Mata Clavina langsung berbinar mendengar uang jajan yang diiming-imingkan oleh papa Ryan itu, tubuhnya pun langsung tegap dan menatap Sagara. "Benar, Pa? Berapa? Minimal satu juta, ya."

"Buset, lu minta uang jajan atau lagi peras papa gue?" celetuk Ryan bercanda mendengar permintaan Clavina.

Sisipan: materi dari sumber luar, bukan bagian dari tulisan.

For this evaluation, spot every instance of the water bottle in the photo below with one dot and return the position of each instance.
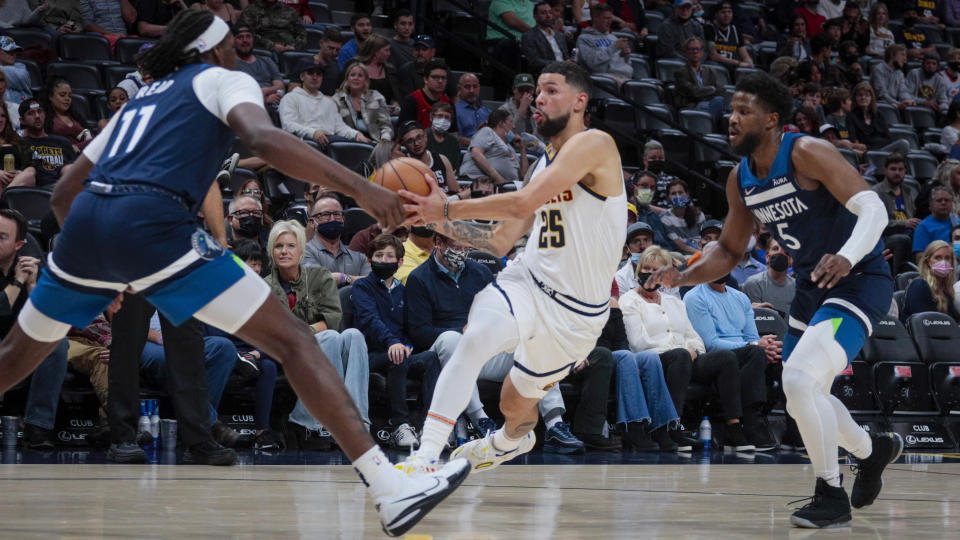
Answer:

Padahal uang satu juta adalah hal yang kecil bagi keluarganya, apalagi sejak menikahi Vivianne membuat Sagara meneruskan perusahaan keluarga wanita itu yang bergerak di bidang tekstil. Perusahaan bertaraf internasional itu berhasil membawa kejayaan bagi keluarga kecilnya.

"Papa aja enggak masalah, kok lu yang masalah sih," ledek Clavina seraya menjulurkan lidahnya, mengejek Ryan.

"Udah-udah, kalian ini kalau ketemu pasti berantem. Kamu Ryan, mending bawa Clavina ke kamarnya," pinta Vivianne tegas. "Kasiah, pasti Clavina capek seharian sekolah."

"Terus Ryan enggak capek gitu, Ma?"

Kesal dengan sahutan putra semata wayangnya membuat Vivianne akhirnya menjewer telinga remaja itu hingga membuat Ryan berteriak kesakitan. Sementara Clavina dan Sagara yang menonton tertawa bersama di atas penderitaan Ryan.

"Masih mau kamu menjawab mama lagi?! Mau kamu mama kutuk jadi batu kali, hah?!" amuk Vivianne menatap puas telinga putranya yang memerah.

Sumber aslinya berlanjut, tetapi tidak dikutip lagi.